The advancements in RNA biology and nanotechnology, coupled with the ability of RNA-based therapeutics to act on previously “undruggable” targets and cost-effective and rapid development, make the future of these therapies limitless. This poses multiple opportunities for pharma to benefit from this rapidly growing area to actualize personalized medicine and therapeutic outcomes.

About the Authors:

Maria Aspioti is a healthcare and life sciences expert at PA Consulting. She has several years of professional experience in product innovation for medical devices and a diverse academic background in life sciences. Aspioti is the co-inventor of several patents in the field of advanced wound therapies and has worked extensively on technology innovation, market landscaping, and scientific diligence for technology concepts in the pharma, medtech, and life sciences space. In addition, she has advised pharma and medtech clients on scientific and market strategies for commercialization and adoption of technologies and products.
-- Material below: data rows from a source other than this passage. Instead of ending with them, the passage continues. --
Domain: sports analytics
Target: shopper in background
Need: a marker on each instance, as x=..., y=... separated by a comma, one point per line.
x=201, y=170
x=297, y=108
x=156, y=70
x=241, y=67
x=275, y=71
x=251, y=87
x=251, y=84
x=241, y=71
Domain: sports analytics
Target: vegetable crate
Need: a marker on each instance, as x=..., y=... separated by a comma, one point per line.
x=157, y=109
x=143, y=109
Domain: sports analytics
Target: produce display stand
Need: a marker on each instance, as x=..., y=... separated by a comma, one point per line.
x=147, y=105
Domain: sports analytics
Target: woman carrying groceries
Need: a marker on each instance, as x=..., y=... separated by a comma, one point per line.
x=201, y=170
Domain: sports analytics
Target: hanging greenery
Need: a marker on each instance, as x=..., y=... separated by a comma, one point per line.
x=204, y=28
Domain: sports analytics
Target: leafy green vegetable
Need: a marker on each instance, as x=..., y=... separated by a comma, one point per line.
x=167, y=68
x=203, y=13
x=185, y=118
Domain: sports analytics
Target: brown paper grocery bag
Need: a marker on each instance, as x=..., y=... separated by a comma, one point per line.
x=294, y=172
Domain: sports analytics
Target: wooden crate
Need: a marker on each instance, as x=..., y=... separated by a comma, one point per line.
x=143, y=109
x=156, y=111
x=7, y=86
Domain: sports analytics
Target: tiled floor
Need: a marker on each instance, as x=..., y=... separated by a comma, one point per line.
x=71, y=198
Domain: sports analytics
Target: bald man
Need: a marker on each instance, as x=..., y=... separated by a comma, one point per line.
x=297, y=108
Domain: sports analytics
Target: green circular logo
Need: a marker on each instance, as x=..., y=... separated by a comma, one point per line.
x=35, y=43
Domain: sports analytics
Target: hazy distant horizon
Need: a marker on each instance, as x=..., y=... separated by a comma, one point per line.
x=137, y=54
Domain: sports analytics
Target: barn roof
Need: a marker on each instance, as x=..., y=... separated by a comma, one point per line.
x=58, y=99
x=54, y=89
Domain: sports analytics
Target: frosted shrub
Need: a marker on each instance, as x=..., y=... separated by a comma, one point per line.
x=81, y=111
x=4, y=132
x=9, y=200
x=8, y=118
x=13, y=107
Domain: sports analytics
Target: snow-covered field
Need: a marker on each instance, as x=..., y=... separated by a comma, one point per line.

Aspioti holds a BSc (Hons) in molecular & cellular biology from the University of Glasgow and a MSc in regenerative medicine from the University of Bath.

Dan Lan is a life sciences expert at PA Consulting and has worked with clients across R&D and commercial organizations.​ Across Lan’s seven years of experience in life sciences, he has worked closely with strategy/business development, commercial, early discovery, development, ClinOps, clinical data management, and regulatory teams to optimize their efficiency through digital transformation.​ He holds a Ph.D. in molecular biology.​

Paolo Siciliano is an associate partner and life sciences expert at PA Consulting, and he leads PA Consulting’s work in cell and gene therapies globally. He has years of experience in supporting major pharma, biotech, and medtech companies to identify, develop, and leverage new technologies, as well as to improve their innovation and product development processes. His main areas of expertise range from technology and commercial strategy to technology development, across a number of therapeutic areas. He holds a Ph.D. in molecular biology and has worked as a senior research scientist in biotech companies in the U.K.